You can run the script using the following command:

Terminal
scrapy crawl screenshot_spider

Great! You've just taken a viewport screenshot of a webpage using Scrapy-Splash in Python!

You can achieve the same results within your Scrapy spider using a Lua script. Lua gives you more control over the scraping process and can effectively handle dynamic websites.

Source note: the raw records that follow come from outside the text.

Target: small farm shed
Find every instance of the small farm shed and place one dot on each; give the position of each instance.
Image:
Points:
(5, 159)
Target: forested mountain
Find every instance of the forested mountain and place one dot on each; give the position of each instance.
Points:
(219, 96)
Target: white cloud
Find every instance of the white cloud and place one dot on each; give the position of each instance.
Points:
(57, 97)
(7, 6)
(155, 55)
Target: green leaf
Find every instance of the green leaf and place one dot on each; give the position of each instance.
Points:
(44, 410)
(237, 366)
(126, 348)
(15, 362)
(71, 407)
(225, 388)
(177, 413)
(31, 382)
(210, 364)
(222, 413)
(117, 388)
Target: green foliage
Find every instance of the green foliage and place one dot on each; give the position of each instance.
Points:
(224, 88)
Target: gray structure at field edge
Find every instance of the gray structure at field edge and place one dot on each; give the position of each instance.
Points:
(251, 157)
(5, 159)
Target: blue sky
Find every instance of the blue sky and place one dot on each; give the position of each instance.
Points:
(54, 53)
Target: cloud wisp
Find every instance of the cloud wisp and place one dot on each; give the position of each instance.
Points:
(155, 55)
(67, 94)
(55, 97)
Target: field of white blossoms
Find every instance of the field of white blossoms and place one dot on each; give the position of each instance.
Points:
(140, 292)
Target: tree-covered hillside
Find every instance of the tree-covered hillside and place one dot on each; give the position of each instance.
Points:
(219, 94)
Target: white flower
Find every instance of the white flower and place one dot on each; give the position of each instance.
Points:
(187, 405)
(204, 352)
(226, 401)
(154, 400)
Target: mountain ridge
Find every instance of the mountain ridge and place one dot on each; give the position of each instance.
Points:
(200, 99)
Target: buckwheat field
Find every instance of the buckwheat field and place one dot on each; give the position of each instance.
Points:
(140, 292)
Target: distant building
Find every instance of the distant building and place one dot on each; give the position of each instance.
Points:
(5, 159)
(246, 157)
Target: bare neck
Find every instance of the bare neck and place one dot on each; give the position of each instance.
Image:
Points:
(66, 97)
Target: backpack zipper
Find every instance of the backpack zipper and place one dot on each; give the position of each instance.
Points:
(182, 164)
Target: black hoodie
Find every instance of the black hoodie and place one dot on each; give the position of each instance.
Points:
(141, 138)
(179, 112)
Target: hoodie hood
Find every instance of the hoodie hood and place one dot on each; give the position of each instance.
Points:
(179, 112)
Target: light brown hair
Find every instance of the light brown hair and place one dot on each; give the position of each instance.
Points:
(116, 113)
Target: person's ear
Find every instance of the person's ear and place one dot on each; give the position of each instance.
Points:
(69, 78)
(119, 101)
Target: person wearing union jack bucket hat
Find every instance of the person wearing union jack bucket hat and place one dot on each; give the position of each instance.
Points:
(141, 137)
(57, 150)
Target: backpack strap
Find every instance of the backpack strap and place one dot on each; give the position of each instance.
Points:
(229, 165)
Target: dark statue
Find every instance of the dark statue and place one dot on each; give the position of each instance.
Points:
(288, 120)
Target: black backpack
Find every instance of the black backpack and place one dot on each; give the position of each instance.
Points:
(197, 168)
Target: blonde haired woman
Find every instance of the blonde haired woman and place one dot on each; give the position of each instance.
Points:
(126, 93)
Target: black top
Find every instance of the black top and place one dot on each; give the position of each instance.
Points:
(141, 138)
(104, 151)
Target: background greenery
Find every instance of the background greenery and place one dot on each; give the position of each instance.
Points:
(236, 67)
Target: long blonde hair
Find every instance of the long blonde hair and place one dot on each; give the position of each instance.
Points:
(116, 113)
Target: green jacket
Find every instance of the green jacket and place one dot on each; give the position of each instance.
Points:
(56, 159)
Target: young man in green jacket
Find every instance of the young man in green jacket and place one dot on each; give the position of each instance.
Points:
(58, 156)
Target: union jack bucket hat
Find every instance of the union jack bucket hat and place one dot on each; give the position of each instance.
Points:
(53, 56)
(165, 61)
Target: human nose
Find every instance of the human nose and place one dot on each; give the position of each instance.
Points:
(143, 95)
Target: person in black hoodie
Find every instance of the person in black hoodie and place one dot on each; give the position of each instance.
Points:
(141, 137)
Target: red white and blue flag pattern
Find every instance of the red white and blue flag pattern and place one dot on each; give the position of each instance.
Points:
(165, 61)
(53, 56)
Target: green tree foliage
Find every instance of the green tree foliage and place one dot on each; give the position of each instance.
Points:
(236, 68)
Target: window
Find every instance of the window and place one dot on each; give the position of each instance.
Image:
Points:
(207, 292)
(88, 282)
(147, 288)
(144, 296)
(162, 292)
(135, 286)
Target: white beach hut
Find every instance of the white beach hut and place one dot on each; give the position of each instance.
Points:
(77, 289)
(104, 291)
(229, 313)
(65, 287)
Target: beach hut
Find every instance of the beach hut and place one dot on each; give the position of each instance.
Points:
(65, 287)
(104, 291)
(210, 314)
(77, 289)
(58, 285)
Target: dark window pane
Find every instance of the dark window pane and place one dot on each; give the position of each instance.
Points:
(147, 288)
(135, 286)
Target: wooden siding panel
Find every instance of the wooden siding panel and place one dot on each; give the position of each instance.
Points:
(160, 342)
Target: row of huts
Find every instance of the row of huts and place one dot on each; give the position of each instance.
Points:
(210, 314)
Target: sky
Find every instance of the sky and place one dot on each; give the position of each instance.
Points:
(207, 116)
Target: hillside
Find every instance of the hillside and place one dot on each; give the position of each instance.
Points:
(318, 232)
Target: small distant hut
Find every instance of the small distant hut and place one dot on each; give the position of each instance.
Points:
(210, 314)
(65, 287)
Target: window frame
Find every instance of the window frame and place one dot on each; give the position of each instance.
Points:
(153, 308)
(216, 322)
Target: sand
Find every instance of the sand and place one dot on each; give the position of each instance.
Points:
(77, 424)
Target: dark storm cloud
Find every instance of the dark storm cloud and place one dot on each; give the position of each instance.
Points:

Let's define the Lua script we will integrate into the Scrapy code above.

First, set the viewport size to your desired dimensions, e.g., 1024x768. Then, navigate to the specified URL and wait a few seconds for the page to render fully. Finally, capture and return the screenshot data.

Example
# define the Lua script for Splash to execute
lua_script = """
function main(splash)
    -- set viewport size to a specific width and height
    splash:set_viewport_size(1024, 768)

    -- go to the URL
    assert(splash:go(splash.args.url))

    -- wait for the page to fully render
    splash:wait(2)

    -- capture a screenshot
    local screenshot = splash:png()

    return {
        png = screenshot
    }
end
"""

In your Scrapy code, pass the Lua script as an argument to SplashRequest. Once you receive the response, decode the PNG data from its base64-encoded string and save it as a file. Here's how your final code integrating the Lua script should look like:

Example
import base64
import scrapy
from scrapy_splash import SplashRequest

class ScreenshotSpider(scrapy.Spider):
    # define the name of the spider
    name = "screenshot_spider"

    def start_requests(self):
        # specify the URL to scrape
        url = "https://www.scrapingcourse.com/ecommerce/product/abominable-hoodie/"
        # define the Lua script for Splash to execute
        lua_script = """
        function main(splash)
            -- set viewport size to a specific width and height
            splash:set_viewport_size(1024, 768)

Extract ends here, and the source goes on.